Resilience of Water Sensitive Design Assets in Urban Environments Against Urban Flooding and Climate Change
I am a 3rd year PhD student at the University of Auckland with a focus on urban flood resilience. My engagement towards this field first started when I graduated from Deakin University (Australia) with my Bachelor’s Degree and worked as a Research Assistant in various projects as a stormwater modeller.
I quickly grew a keen interest towards urban flood mitigation and water sensitive design assets. Being from Sri Lanka, and having lived in many countries since then, I have personally seen the devastating impacts of urban flooding on human lives, and how the mismanagement of stormwater during flood events could lead to millions of dollars in asset damage and even the loss of human lives.
It’s this personal experience, coupled with my passion towards stormwater modelling that made me realise that I could make a significant contribution towards the research gaps in this field. Having a knack for research therefore encouraged me to pursue my further education at University of Auckland.
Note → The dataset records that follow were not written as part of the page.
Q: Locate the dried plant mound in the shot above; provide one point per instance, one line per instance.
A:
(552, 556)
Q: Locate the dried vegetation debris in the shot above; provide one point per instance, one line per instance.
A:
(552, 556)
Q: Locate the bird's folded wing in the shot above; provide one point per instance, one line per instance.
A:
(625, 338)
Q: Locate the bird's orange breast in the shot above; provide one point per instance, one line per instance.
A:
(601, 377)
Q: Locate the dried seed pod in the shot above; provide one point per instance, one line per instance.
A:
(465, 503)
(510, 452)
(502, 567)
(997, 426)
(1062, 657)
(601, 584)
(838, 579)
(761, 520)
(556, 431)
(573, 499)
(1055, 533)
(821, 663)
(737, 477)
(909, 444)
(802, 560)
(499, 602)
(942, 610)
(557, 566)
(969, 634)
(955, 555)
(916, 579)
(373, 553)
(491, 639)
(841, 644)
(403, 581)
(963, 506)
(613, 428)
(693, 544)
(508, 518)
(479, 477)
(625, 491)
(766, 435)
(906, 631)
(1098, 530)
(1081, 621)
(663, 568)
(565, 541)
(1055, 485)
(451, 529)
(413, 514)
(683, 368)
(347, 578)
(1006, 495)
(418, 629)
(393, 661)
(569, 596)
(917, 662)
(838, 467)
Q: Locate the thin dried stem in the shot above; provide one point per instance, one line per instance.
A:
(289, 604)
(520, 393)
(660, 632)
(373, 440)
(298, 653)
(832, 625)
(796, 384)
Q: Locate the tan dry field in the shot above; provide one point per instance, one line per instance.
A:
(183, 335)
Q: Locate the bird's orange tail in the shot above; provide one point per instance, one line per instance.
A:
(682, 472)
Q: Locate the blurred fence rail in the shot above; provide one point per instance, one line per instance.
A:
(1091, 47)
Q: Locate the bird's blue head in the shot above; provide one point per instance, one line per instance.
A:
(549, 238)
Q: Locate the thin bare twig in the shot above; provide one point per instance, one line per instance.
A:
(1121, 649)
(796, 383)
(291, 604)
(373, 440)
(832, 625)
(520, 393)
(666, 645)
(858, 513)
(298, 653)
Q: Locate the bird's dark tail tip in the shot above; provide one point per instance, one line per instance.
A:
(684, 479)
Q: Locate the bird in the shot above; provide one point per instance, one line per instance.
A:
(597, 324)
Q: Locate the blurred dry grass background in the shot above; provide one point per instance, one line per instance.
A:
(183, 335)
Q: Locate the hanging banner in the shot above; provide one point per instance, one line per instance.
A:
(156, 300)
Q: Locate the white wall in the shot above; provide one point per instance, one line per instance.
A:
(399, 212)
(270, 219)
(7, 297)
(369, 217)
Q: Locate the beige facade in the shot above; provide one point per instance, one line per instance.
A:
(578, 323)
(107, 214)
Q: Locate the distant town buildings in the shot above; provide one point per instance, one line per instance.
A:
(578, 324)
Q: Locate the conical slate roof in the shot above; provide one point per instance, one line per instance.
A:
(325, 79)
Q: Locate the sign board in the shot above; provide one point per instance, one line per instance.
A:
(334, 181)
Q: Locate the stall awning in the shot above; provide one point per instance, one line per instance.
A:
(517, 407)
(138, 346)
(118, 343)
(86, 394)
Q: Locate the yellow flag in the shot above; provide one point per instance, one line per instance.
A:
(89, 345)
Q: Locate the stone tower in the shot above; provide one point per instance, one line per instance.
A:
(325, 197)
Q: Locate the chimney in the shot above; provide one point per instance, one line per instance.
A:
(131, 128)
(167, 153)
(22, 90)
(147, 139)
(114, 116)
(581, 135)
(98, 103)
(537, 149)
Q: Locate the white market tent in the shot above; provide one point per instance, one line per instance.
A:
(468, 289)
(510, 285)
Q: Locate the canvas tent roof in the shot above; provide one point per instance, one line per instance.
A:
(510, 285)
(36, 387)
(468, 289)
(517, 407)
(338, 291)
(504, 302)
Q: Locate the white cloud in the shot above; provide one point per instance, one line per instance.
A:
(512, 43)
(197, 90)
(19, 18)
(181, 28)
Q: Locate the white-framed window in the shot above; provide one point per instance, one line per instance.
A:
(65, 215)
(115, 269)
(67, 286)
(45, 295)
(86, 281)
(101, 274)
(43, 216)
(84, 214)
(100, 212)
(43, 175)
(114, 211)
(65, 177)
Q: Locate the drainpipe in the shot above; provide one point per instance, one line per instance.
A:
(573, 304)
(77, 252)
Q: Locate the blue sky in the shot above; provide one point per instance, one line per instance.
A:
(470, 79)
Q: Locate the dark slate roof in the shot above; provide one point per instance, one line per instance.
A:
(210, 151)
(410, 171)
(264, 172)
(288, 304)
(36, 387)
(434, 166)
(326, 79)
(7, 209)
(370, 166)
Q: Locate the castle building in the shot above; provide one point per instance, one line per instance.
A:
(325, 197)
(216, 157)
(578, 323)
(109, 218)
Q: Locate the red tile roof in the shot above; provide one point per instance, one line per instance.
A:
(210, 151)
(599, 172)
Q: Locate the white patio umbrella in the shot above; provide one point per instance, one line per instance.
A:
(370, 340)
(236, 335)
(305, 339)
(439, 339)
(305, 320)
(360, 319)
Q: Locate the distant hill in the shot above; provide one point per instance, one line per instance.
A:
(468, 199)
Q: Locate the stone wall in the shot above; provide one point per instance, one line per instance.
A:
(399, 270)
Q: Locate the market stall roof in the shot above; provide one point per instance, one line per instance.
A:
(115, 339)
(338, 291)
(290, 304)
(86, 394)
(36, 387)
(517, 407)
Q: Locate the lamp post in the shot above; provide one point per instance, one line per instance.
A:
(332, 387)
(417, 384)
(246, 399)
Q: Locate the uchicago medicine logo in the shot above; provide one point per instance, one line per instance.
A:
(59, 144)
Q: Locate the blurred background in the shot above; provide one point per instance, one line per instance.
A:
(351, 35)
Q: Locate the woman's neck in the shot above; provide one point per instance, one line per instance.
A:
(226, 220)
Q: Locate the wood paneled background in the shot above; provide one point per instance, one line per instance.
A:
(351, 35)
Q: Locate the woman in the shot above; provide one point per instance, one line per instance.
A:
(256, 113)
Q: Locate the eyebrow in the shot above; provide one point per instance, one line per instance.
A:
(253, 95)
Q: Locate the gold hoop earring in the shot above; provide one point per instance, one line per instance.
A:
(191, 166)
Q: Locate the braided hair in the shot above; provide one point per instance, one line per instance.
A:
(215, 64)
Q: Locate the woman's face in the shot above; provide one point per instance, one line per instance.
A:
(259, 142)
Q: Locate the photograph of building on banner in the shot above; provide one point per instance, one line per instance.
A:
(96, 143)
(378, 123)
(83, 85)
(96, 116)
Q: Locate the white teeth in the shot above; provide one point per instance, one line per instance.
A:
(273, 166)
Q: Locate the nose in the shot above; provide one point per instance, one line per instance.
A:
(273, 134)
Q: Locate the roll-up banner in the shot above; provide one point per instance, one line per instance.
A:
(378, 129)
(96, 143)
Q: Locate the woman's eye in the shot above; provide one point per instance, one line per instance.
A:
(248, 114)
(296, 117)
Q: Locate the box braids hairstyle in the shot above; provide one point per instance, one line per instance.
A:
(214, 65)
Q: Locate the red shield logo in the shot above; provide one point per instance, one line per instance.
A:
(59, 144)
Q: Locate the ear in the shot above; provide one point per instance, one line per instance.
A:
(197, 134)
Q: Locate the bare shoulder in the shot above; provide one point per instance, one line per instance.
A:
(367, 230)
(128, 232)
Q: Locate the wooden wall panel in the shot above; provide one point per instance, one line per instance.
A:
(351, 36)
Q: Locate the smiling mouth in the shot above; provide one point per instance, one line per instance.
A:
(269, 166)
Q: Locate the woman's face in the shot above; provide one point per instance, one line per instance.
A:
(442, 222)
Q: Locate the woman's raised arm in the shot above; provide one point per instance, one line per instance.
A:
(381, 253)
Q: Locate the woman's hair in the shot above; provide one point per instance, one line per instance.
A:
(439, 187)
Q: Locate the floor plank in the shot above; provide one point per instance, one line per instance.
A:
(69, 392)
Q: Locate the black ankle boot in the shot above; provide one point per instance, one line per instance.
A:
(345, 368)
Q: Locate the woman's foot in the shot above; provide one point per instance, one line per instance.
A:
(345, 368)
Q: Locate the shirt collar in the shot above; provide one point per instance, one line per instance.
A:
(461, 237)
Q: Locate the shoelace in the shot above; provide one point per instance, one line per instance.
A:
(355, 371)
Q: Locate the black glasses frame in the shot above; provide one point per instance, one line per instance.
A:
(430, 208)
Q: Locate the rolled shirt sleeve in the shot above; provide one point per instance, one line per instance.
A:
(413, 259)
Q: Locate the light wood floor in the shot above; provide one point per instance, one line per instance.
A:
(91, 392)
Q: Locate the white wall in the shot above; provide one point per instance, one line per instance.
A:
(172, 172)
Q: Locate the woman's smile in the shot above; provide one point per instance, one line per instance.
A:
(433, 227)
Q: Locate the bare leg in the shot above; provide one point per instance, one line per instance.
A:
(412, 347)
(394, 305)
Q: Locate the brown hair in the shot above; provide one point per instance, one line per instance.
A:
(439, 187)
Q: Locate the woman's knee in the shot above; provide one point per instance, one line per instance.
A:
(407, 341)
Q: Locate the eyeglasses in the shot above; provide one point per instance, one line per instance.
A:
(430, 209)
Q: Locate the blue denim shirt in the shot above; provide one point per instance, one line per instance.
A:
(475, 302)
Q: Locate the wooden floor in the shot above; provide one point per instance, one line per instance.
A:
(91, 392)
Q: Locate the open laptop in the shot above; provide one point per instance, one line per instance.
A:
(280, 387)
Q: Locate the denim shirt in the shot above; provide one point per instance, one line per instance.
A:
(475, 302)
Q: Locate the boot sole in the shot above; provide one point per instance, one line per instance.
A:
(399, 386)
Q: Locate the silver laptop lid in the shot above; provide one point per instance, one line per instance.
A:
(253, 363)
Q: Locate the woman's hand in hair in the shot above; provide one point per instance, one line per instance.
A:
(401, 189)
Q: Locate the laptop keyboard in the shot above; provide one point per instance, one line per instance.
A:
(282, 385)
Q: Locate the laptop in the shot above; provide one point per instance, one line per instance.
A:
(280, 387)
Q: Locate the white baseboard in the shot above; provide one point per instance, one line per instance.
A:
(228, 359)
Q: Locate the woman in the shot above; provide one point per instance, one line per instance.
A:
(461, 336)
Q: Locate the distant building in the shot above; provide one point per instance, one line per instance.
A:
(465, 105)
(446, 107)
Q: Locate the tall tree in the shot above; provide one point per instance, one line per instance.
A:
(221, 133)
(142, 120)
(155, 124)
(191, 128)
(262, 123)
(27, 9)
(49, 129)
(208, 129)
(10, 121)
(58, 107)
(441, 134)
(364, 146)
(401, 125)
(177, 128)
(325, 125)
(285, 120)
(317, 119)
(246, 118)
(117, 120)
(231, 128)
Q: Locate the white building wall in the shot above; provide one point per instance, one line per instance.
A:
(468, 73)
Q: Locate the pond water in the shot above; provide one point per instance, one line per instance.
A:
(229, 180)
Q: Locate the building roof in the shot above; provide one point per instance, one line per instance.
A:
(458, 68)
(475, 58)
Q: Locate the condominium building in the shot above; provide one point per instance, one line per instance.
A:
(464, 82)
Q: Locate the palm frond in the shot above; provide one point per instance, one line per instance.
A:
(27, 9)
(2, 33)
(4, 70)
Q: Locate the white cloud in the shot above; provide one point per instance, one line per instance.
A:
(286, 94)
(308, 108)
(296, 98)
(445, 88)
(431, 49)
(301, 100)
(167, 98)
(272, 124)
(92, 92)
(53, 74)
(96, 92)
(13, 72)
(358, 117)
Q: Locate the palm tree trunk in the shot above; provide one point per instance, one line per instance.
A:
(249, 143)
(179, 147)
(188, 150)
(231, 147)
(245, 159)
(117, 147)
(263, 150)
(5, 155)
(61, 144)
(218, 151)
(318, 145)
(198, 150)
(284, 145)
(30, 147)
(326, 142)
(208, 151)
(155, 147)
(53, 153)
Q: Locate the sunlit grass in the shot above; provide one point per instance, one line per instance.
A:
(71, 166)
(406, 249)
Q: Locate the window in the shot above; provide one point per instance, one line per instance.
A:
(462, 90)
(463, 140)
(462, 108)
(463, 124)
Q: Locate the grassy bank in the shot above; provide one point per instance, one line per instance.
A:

Throughout history, urbanization & climate change have been identified as two of the biggest factors that accentuate the impacts of urban flooding. A changing climate can lead to more frequent and severe storm events. Coupled with urbanization and the subsequent increase in size of impervious areas, it is certain that problems associated with flooding will only worsen into the future.
Water Sensitive Design assets (bioretention basins, rain gardens, green roofs and permeable pavements) are increasingly being integrated into cities and urban environments. Such engineered green-infrastructure has been proven to not only improve the visual aesthetics of previously “grey” urban cities, but also to recover a portion of stormwater catchment storage capacity previously lost to urbanization.
The strengths of these assets lie in being “safe-to-fail” instead of “failsafe”, as they enhance a catchments ability resist urban flooding for longer and recover faster to the business-as-usual scenario.
My research will focus on developing a fair metric to quantify the resilience of stormwater assets in urban environments that addresses these strengths. Such a metric will be crucial in identifying critical parameters that influence the resilience of water sensitive design assets in a new light. More informed engineering decisions can be made, and policies can be improved to strengthen our battle against urban flooding in the current climate, and into the future.
This research topic has been both challenging and enjoyable as I am able to connect myself with my passion, as well as having a sense of accomplishment towards the betterment of the natural environment. I have had the privilege of working under the supervision of Asaad Shamseldin & Conrad Zorn. Their expertise in the field and encouragement has made this experience well worth it!